None of the audio track is synchronized with the images, and this gives the movie less the feeling of documentary and more that of experimental cinema. In Reinert’s movie, film realism comes full circle. Its images of reality are more fantastic and unreal than the bubble gum dreams given substance by Disney, Pixar, or Carrie Prejean’s breast implants. For All Mankind is indeed non-fiction, and it was filmed entirely on location. But it has more in common with Georges Méliès’s early film fantasy A Trip to the Moon than it does with commercially successful documentary filmmaking. In space, reality becomes surreality.
Of course, the true wonder of this movie is that it was made at all. Its images were not composed for the purposes of making a documentary, not even for the purposes of political propaganda. (That purpose was served by the grainy pictures that were initially broadcast on television.) NASA gave each of the Apollo astronauts a 16mm camera for use on the ship as well as the lunar surface, and their ad hoc movies are amazing. But many of the most striking images in For All Mankind come from footage that was produced for purely utilitarian reasons. Earthbound NASA engineers wanted to see how their very expensive toy worked. The images produced by their stationary cameras — cameras without aesthetic purpose and free of human eyes and hands — are revelatory. They record the odd ballet of the machinery, the treads of the lunar rover, the spectacle of the blue Earth in orbit. They let us see shrill fires expelled from the ends of the Saturn rocket, a powerful vision of an orbital spacewalk, the eerie ridges of the moon’s surface.

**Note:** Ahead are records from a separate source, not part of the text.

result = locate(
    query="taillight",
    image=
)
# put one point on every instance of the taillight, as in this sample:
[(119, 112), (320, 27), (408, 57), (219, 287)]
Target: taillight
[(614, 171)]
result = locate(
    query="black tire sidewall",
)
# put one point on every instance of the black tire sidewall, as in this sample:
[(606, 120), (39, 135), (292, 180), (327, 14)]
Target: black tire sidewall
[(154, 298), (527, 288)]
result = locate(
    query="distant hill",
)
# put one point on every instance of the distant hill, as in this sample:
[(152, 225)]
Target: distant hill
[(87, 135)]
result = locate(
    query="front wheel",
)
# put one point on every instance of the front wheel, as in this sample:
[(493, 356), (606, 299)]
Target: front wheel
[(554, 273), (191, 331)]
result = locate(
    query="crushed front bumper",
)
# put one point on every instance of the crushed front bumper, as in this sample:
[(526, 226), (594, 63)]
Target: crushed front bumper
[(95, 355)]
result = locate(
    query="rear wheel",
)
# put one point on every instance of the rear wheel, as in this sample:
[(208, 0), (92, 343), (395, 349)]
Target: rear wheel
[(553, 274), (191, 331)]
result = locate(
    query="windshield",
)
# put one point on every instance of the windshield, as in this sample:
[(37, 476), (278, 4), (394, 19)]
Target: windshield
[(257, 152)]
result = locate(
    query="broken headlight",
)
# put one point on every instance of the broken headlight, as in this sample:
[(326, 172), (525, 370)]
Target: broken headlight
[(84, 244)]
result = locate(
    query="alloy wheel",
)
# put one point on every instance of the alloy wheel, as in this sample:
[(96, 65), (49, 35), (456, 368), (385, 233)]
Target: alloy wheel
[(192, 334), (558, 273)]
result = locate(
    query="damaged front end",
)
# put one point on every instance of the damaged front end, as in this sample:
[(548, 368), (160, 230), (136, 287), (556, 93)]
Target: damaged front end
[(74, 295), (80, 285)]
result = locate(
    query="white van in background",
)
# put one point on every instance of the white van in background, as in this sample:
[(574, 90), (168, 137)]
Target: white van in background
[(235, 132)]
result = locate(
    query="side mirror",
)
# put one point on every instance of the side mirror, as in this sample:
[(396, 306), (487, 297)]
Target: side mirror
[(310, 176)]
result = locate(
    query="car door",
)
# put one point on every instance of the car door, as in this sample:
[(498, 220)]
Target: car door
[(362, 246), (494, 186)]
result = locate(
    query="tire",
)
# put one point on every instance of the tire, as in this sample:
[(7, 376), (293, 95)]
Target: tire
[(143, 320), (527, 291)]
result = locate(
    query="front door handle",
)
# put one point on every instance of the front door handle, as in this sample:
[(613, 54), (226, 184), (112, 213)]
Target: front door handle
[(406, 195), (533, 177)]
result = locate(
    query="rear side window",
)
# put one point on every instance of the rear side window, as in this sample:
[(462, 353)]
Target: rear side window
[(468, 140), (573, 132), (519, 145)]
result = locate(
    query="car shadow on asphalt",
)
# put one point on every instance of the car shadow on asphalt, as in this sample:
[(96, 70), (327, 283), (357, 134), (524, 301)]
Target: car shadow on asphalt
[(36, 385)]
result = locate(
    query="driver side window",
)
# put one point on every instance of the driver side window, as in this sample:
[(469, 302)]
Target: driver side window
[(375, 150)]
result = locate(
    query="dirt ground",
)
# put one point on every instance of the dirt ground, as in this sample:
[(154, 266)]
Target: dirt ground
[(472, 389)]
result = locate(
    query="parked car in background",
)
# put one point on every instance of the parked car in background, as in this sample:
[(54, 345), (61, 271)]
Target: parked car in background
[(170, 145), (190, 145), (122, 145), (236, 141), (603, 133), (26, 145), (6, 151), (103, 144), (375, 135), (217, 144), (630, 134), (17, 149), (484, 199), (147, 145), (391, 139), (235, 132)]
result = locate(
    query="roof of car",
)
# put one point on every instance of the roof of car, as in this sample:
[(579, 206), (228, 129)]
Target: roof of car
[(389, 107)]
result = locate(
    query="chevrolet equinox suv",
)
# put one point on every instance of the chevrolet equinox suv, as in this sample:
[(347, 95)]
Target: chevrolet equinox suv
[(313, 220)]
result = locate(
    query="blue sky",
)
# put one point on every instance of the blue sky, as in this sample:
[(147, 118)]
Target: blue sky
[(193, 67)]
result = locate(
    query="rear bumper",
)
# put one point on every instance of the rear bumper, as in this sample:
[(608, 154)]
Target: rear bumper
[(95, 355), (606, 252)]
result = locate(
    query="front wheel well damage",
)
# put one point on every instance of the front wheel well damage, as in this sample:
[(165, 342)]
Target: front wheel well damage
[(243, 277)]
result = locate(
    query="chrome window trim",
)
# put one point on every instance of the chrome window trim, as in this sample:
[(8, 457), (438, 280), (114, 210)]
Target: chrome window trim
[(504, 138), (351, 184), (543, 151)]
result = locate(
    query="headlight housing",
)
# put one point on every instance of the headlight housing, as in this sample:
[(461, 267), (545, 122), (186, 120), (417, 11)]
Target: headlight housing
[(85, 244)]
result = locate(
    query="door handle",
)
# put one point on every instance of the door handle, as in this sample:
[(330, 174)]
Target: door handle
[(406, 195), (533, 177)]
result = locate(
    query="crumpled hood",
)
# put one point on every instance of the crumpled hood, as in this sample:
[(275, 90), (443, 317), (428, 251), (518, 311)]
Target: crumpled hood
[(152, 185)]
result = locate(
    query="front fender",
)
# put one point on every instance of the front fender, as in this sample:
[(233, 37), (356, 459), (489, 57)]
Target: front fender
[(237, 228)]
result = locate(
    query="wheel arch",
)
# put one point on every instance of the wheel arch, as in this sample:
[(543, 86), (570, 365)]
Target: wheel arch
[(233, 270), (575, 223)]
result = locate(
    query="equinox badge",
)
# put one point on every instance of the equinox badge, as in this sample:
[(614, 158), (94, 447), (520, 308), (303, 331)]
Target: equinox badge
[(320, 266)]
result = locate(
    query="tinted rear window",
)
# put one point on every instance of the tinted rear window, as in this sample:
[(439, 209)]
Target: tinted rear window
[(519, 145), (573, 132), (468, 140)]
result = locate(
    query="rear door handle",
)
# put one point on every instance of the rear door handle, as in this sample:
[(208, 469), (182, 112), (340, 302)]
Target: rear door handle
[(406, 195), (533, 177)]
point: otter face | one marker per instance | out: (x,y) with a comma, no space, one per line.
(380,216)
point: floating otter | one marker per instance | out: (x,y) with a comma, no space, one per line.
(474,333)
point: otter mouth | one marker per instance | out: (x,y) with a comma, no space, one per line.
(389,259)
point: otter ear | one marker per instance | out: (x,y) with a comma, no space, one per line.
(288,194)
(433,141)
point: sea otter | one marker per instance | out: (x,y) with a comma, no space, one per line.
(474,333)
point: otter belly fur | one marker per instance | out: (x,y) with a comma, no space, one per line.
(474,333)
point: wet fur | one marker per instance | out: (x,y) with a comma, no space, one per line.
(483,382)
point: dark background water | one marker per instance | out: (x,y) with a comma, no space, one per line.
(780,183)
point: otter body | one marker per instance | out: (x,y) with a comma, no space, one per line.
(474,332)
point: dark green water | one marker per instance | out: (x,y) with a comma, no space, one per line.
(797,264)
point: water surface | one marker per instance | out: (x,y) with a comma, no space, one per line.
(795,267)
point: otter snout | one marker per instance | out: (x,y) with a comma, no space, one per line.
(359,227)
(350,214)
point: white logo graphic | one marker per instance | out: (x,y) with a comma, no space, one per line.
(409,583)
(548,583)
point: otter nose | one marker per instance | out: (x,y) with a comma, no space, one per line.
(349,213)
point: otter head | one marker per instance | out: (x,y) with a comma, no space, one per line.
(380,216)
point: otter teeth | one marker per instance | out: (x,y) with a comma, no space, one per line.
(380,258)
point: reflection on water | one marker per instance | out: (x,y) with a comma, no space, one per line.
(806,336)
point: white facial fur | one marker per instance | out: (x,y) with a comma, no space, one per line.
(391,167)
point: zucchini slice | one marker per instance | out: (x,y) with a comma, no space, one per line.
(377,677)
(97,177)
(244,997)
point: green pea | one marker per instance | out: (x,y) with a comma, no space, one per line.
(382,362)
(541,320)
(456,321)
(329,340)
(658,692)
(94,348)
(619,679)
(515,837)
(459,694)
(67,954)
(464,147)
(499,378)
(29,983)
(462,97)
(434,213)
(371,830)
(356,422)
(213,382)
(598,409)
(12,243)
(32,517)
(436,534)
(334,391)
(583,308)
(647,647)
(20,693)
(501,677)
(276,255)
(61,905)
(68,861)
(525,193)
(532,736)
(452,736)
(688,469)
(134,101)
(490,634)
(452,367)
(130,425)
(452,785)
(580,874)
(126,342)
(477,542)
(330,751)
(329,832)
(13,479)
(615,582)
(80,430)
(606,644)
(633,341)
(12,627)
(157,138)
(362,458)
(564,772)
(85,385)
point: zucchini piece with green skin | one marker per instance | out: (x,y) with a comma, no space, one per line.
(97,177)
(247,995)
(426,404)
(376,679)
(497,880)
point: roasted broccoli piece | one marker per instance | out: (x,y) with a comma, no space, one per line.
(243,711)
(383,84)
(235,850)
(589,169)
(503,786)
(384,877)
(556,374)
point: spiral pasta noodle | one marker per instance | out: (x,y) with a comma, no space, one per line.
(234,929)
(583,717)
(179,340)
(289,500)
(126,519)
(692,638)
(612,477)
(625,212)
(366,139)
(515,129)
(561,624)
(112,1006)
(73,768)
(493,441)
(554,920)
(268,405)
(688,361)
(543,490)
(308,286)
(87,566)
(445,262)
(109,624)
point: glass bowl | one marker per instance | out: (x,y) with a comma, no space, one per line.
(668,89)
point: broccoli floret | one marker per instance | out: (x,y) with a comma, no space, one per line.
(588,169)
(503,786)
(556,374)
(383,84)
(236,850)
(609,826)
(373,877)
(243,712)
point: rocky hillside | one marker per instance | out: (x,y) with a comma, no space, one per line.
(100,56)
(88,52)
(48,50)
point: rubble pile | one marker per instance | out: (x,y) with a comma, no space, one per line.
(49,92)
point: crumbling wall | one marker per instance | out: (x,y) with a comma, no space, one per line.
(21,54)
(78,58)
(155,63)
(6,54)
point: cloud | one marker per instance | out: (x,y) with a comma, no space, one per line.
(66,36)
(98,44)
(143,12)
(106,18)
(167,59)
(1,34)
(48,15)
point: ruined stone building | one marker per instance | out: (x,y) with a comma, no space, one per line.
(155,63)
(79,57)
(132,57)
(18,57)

At the turn of the twentieth century, film audiences sat in rapt attention to see footage of the distant Ganges or the shadowy figure of Teddy Roosevelt visiting Panama. We have something infinitely stranger in the recesses of our living rooms. The uncanny and pleasurable experience of seeing these images of space owes something to the distance that they traveled to reach us. It is not just the spectacle that is awe inducing, but the feat of their transmission. Part of the visual marvel that occurs deep in your occipital lobe actually starts out here, in the world, in simple amazement at what people have done, where they have been.
The original 16mm negatives that became this movie made a journey from outer space, to NASA freezers, to glorious re-mastered 35mm, and now, thanks to Criterion, to DVD. Really, it’s worth thinking about that chain of events for a minute. This film was captured on the moon, and now it’s in your house.
The miraculous thing is that the eye responds to that fact. When we’ve all been to the moon, For All Mankind will look very different. But right now, I keep thinking, did this really happen?